Lors de la précédente mobilisation le 10 octobre, ils étaient 45.000 à Paris et 400.000 en France selon la CGT à défiler contre la suppression annoncée de 120.000 postes, le rétablissement du jour de carence et le gel des salaires.

Depuis, l'exécutif a annoncé envisager un recours accru aux contractuels (agents non statutaires) et des plans de départs volontaires, ce qui fait craindre aux syndicats une fonction publique "morcelée" et "externalisée".

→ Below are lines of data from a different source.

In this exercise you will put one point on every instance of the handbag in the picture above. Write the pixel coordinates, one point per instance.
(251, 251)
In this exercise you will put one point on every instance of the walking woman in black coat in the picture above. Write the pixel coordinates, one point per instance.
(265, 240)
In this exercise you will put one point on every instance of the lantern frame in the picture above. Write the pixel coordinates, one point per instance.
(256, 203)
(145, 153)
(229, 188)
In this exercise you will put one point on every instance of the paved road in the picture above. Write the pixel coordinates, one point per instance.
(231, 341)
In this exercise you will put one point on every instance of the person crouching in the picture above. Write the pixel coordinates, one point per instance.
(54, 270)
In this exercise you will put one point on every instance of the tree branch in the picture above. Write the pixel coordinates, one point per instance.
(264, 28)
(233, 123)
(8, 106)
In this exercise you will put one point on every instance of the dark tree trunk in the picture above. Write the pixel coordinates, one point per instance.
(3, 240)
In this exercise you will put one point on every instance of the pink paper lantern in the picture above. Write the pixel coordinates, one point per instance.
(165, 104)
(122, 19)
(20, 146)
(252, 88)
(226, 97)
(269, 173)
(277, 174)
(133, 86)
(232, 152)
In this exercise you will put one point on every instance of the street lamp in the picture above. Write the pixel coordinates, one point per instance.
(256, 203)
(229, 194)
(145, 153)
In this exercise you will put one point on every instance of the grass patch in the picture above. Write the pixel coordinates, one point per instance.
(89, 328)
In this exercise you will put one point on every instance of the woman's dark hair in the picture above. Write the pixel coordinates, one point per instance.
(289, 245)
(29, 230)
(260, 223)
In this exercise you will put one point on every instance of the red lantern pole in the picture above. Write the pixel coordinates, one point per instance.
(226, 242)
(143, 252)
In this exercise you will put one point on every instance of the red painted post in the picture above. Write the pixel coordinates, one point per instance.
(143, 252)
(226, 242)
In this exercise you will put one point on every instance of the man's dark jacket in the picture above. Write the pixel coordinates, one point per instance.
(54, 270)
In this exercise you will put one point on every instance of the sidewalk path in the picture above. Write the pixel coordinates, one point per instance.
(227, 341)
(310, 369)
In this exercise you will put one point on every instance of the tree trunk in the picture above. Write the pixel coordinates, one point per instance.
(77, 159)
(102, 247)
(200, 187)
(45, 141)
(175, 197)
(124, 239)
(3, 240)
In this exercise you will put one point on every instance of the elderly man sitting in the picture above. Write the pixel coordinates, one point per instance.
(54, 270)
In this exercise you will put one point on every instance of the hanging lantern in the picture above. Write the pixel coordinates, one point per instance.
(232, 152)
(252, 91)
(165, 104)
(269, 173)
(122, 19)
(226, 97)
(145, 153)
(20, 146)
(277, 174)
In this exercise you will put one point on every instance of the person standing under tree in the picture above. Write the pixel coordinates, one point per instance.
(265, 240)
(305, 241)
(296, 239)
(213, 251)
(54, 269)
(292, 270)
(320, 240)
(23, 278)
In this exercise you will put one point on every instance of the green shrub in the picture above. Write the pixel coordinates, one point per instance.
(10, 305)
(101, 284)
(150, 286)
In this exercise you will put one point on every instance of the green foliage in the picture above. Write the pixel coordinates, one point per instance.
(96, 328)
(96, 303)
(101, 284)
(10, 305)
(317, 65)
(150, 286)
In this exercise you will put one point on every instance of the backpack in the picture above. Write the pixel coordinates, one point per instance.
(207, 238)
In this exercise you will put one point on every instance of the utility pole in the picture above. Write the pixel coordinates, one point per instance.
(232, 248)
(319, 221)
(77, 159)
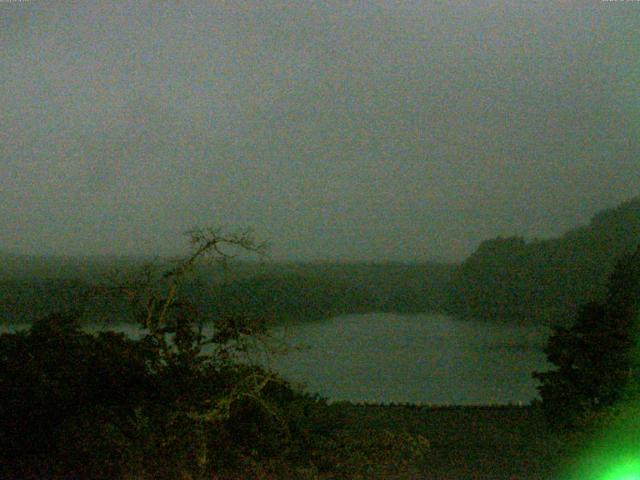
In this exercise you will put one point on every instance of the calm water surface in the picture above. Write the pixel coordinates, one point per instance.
(421, 358)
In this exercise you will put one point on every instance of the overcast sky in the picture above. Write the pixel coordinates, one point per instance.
(337, 130)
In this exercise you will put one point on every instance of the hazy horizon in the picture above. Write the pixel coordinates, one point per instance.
(387, 131)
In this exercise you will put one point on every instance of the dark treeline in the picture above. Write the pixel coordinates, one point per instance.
(283, 291)
(504, 279)
(545, 281)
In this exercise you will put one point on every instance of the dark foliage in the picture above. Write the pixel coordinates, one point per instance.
(596, 359)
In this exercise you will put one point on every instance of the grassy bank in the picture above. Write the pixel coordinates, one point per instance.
(484, 442)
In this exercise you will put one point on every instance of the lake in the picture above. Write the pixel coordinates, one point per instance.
(419, 358)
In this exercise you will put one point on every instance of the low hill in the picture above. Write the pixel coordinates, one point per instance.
(545, 281)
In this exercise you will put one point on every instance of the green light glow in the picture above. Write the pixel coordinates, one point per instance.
(627, 470)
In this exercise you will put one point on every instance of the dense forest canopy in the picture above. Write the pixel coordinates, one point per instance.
(545, 280)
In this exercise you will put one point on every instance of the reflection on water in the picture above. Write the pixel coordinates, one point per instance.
(416, 358)
(407, 358)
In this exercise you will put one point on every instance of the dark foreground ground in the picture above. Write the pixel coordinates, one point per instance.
(488, 443)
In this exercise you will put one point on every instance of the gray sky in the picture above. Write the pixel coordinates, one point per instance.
(338, 130)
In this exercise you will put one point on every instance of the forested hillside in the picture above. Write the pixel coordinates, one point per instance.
(511, 279)
(31, 288)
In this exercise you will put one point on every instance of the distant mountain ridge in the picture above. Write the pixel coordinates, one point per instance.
(545, 281)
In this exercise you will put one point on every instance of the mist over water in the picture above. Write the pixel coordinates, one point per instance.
(423, 358)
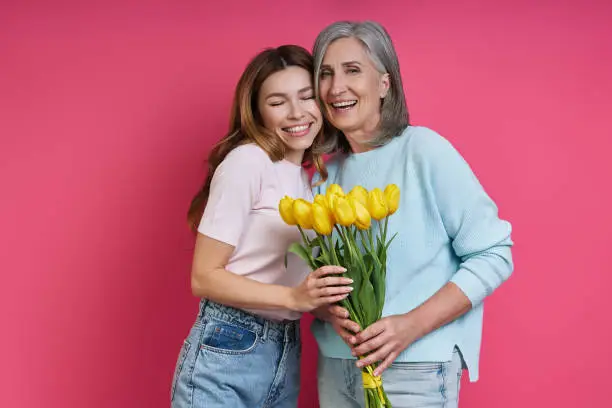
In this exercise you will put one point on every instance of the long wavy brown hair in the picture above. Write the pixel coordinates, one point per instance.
(246, 124)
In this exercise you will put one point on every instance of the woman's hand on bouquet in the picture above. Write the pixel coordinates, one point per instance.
(339, 319)
(384, 340)
(319, 289)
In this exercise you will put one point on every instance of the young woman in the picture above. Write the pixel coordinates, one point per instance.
(244, 348)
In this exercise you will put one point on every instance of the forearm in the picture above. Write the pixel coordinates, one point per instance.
(446, 305)
(238, 291)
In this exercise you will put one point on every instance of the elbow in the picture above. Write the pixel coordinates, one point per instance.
(199, 285)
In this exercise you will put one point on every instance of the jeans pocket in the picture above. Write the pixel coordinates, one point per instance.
(228, 338)
(179, 367)
(422, 367)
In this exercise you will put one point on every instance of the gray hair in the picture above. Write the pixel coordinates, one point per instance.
(379, 47)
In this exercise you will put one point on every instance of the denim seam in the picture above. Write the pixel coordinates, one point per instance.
(184, 353)
(443, 373)
(275, 387)
(197, 351)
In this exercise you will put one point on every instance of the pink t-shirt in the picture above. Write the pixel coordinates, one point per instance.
(242, 211)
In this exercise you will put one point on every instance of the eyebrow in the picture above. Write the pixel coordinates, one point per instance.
(344, 64)
(282, 95)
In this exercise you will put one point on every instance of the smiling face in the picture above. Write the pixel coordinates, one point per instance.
(351, 89)
(288, 108)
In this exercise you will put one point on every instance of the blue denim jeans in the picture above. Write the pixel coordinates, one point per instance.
(408, 385)
(235, 359)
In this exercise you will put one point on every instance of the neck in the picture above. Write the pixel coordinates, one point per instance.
(359, 138)
(294, 156)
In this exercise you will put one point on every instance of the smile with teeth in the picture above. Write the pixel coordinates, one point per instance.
(344, 105)
(298, 128)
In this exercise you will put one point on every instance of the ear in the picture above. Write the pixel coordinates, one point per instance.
(385, 84)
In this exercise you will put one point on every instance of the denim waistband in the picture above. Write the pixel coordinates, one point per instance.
(265, 328)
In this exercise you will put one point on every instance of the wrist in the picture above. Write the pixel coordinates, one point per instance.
(414, 323)
(288, 299)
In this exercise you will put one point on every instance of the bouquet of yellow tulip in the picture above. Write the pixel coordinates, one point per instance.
(345, 236)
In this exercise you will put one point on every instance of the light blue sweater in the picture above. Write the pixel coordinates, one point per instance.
(448, 230)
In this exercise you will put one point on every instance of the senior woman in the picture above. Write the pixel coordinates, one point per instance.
(451, 250)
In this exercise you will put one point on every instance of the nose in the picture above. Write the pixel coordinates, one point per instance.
(296, 111)
(338, 85)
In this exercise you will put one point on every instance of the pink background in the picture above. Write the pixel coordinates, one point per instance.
(107, 112)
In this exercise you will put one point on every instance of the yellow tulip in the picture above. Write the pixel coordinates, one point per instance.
(331, 204)
(322, 222)
(343, 212)
(285, 207)
(320, 199)
(334, 189)
(377, 205)
(392, 198)
(362, 216)
(360, 194)
(302, 211)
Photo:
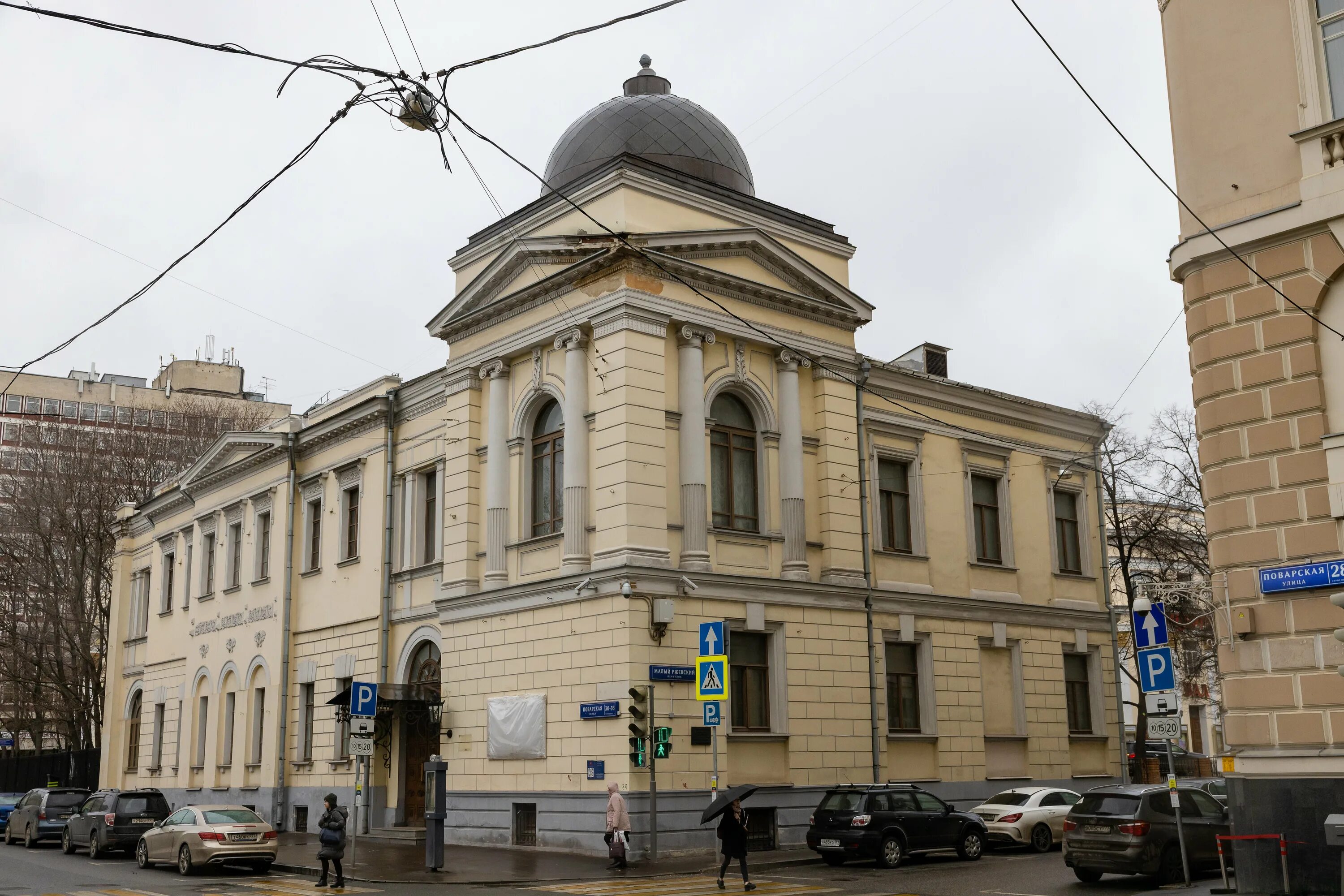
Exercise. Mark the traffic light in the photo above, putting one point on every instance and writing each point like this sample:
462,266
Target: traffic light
639,758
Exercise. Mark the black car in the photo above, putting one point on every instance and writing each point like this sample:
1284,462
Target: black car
113,820
889,823
1131,829
42,814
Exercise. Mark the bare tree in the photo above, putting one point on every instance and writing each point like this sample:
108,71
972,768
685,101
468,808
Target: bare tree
58,538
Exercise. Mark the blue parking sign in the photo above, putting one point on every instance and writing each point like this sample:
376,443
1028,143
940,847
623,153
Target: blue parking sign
363,699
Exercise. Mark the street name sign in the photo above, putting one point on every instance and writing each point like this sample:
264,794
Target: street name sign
1151,628
363,699
1156,671
710,677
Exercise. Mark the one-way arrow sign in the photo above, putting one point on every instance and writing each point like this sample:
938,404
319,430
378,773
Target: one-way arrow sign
1151,628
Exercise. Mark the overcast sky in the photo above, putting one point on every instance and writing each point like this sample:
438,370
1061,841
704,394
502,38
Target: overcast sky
994,211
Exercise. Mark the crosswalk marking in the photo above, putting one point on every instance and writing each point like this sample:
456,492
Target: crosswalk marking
683,887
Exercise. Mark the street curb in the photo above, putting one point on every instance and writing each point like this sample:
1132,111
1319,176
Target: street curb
448,879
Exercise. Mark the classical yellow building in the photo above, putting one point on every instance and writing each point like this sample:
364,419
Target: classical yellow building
672,409
1257,107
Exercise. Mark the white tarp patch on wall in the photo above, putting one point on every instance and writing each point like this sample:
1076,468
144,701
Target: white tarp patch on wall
517,727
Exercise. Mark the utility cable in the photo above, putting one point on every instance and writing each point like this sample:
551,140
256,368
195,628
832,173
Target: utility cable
199,289
1163,181
144,289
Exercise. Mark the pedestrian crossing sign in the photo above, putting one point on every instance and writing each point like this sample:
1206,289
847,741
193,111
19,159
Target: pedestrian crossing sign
710,677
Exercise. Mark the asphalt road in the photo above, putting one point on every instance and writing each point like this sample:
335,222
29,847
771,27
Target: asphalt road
46,872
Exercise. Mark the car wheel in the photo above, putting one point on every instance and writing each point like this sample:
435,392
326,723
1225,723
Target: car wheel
1170,870
971,845
1041,839
892,852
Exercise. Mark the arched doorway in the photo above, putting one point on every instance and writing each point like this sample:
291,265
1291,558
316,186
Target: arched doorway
420,728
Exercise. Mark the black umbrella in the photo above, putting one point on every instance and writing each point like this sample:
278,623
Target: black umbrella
725,800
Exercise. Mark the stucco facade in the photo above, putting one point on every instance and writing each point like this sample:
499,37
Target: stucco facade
693,448
1257,143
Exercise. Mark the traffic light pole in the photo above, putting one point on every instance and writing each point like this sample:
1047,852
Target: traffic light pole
654,782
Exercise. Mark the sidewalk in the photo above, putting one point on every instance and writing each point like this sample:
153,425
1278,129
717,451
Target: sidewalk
392,863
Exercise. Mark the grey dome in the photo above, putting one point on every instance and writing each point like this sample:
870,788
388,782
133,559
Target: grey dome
651,123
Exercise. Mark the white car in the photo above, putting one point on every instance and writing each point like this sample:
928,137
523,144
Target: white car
1027,816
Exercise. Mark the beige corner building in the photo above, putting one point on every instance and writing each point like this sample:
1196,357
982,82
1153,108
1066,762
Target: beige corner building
1257,105
681,418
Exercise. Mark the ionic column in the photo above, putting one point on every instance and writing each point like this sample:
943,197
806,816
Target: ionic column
695,539
496,476
576,558
792,512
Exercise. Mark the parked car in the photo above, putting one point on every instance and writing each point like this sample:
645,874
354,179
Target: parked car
7,802
1215,788
42,814
1027,816
1131,829
889,823
201,836
113,820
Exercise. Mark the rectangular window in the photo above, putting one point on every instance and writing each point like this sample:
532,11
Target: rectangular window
894,505
984,508
749,659
209,578
236,555
306,723
202,726
264,546
258,723
353,523
431,517
230,708
166,597
1066,532
1078,694
902,688
156,751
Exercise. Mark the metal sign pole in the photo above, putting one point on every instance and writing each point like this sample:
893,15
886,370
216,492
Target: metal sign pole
1180,832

Près de 10.000 personnes ont notamment manifesté à Marseille, Nantes, ou Lyon, 11.000 à Toulouse mais également 3.800 au Mans, 2.200 à Amiens, 4.000 à Clermont-Ferrand ou 4.500 à Perpignan, selon la police. Partout, les fonctionnaires dont des personnels de la santé, étaient rejoints par des cheminots, des retraités et des jeunes.

- Solidarité -

"Happy birthday Mai 68", clame la pancarte portée par Christian Bousquet, 66 ans, ancien technicien aux hôpitaux universitaires de Strasbourg. Il manifeste "par solidarité avec ceux qui gagnent peu. Le pognon, on le récupère chez les petits qui n'ont pas de pouvoir".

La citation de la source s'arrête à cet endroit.